Так и пришлось объяснить первому Маркову. Один шаг между ними. Заполнял Марков голову и как в пропасть, уж тогда без «вашего высокоблагородия», чего там:

— А так, что — стрелять больше не будем! Не желаем понапрасну лить братску кровь!

А-а! Лашкевич так и вонзился, нашёл! Чуть ещё наклонясь к Маркову:

— Что-что??

После сказанного — что остаётся солдату? Говорить уже нечего, очкастый переговорит. И — на руку винтовку! От левой ноги, как стояла на каменном полу — взял в две руки, штыком вперёд надклоняя.

Ну, не прямо в грудь, а, мол, поостерегись.

Лашкевич и поостерёгся. Опять выровнялся, спину выгнул. Ещё против Маркова постоял — начал ходить. И глазами доглядчивыми, острыми — по лицам, по лицам.

А тут ещё два прапорщика подошли, Вельяминов и Ткачура. Видят — начальник учебной команды что-то расхаживает не в духе. Первый прапорщик им шёпотом сообщает.

А Лашкевич, теперь неизблизи, весь строй охватывая, голосом звонким, но не угрозно, а отчаянно:

— Солдаты-гвардейцы! Его величество Государь император прислал телеграмму войскам столицы. Он просит войска прекратить волнения, которые расстраивают нашу воюющую армию!

За царя, значит, ухватился.

Тишина.

Строй стоит как окованный. Строй, однако, привычка.

И Марков винтовку опускает, опустил. Взял к ноге, как у всех.

Тут Вельяминов:

— Господин капитан, разрешите выйти, мне дурно стало.

Лашкевич, головы не поворачивая, весь взор на строй, ледяно ему:

— Выйдите.

Тот ушёл быстро.

Ушёл? Так он — другим частям передаст??

Кажется: если б Лашкевич на дверь голову только повернул — вот бы уже и рассыпались гурьбами. Но он — струнно стоял, весь на строй. Ещё в воздухе висло — от Государя императора.

И строй стоял.

И Кирпичников, в своей отдельности, но тем же строем скованный, не смел порушить. Стоял, не находился.

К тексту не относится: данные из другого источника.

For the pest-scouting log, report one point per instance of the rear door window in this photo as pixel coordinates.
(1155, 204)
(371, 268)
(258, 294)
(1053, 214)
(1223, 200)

Вдруг чей-то приклад в задней шеренге ударил о каменную плиту. И басом:

— Уходи от нас. Не хотим тебя видеть!

И, подражая, другой приклад, в другом месте — бух!

Нашли, как! Ещё, ещё: прикладами о каменные плиты! Небывалый, неслыханный, грозный гул по коридору! А в нём отдаётся!

Лашкевич плечами поёжился. Чутка ещё не хватало. И тут завопил ему Кирпичников:

— Уходи вон!!

И Лашкевич вдруг — быстро повернулся. И быстро пошёл. На лестницу вниз. Там по лестнице.

И прапорщики исчезли.

Победа?! Вот это и было тяжкое самое — как первый раз переступить? как со своим командиром обратиться? И вот — ушёл, прогнали?

Ушли — так теперь покличут на нас атаку.

Кинулся Кирпичников к окну, отсюда двор виден.

И раму заклеенную рванул, распахнул: куда пойдёт?

Вот тут — и повалили из строя. И то не все, остались и на местах.

И второе окно рванули.

И видели: штабс-капитан Лашкевич, сойдя с крыльца, быстро шёл через двор — к воротам, на улицу. Значит — вон? Значит — к штабу батальона?

Не Кирпичников, Орлов крикнул:

— Бей!

Такого — не задумывали, но так получилось.

И поднялось с пяток винтовок, Орлов тоже, бахнули открытые окна.

И — свалился штабс-капитан перед воротами, на утолченный снег. И не дрыгался.

Намертво.

О-го-о-о... Это что ж теперь будет?..

Кто обмерши. А кто по коридору:

— Ура-а-а-а!

А какое «ура»? — только теперь-то всё и начиналось. Только теперь-то и отрезало: не тогда, когда Лашкевич побежал вон — а когда упал. Теперь — ни у кого здесь уже нет повёртки.

Теперь — мы взбунтованы, бесповоротно! И — что будет?

Перекрикивал Кирпичников, руками махал: на места! строй! в строй!